Special teams changes game for Gators

NASHVILLE, Tenn. – With the offense and defense not clicking on all cylinders, the Gators found a secret weapon to secure a win over Vanderbilt. It came from the special teams in multiple ways. Kickoffs flipped field position, a blocked field goal saved points and a fake punt, after being stored away for weeks, was unleashed. The unit changed the game in Florida's 31-17 win over the Commodores.

The impact started on the opening drive of the second half. Vanderbilt marched down the field on the Florida defense, but a false start penalty and third-down sack by Josh Evans set up a field goal from the 27-yard line.

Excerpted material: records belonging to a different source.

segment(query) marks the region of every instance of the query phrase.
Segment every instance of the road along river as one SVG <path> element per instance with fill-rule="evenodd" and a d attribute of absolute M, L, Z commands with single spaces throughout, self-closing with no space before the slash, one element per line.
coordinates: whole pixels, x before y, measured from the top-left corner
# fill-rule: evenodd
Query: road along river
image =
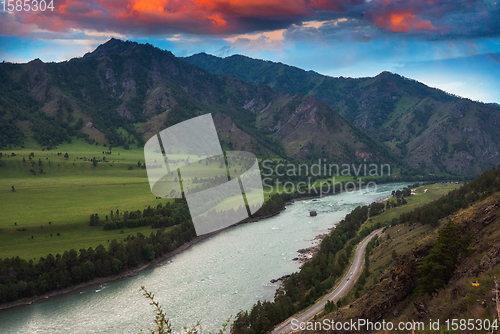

The kick would have cut the Florida lead to one point. Instead, defensive lineman Earl Okine broke through the line, stuck his hand up, and knocked it out of the sky. Vanderbilt had all the momentum after starting the half with a long drive, but Okine erased that with what Muschamp called ‘a huge swinging point in the game.'

"We've been practicing to get penetration, and on the third step, get your hands up," said Okine, who later added that Muschamp and Dan Quinn predicted before the game that Okine would block a kick. "And I jumped pretty high.

"(The coaches have) been preaching it. We take every part of the special teams seriously. We go out there like another defensive play."

It didn't look like the Gators would be able to take advantage of the momentum shift. After getting the ball back with good field position, the Florida offense sputtered on three plays and was set to punt the ball back to the Commodores.

That's when coach Will Muschamp started to sense the need for a spark.

He dialed up a play that the Florida special teams unit has been working on for weeks. The fake punt had Trey Burton set up as a blocker to guard the punter, but Solomon Patton came in motion and took a jet sweep to the corner.

What he saw couldn't have been any better.

"When I got it and looked up field, I saw so much grass and got so excited," Patton said. "I just took off up field."

Patton estimated the play being in the playbook for the last two weeks. The Gators expected to use it sooner, but the opportunity never presented itself.

"Every time they called punt on the sideline, I've been tuned in trying to see if they were going to call it," Patton said. "They finally called it."

The 54-yard return gave Florida the ball at the Vanderbilt three-yard line. After a holding play on first down, Driskel would score on a 13-yard touchdown run to give the Gators an 18-7 lead.

It wouldn't have happened without the blocking. The reason Patton saw so much grass when he grabbed the ball was because of Jon Bostic and Frankie Hammond. Both players made huge blocks that emptied the side of the field for Patton to breeze close to the end zone.

"We needed a spark," Muschamp said. "We were a little tired on defense and needed to flip the field. We needed a play and a little momentum. We were slipping. We need a chance of momentum."

After a Vanderbilt touchdown cut the Florida lead to 21-14 in the fourth quarter, Andre Debose flipped momentum one last time. He returned a kickoff to the Vanderbilt 37-yard line with a new design that the Gators decided to show off.

Florida's kick returns were mostly taken to the sideline and blocked that way early in the season. When Debose caught the return on Saturday, he cut it back to the middle of the field where his blockers were waiting.

"It flipped the field," Muschamp said. "They had all the momentum and that kind of good stuff, and we blocked it extremely well. It's something we've been working on. We've been basically a sideline return team.

"DJ (Durkin) did a nice job of coaching it up and bringing it back to the field. It was executed very well by our players."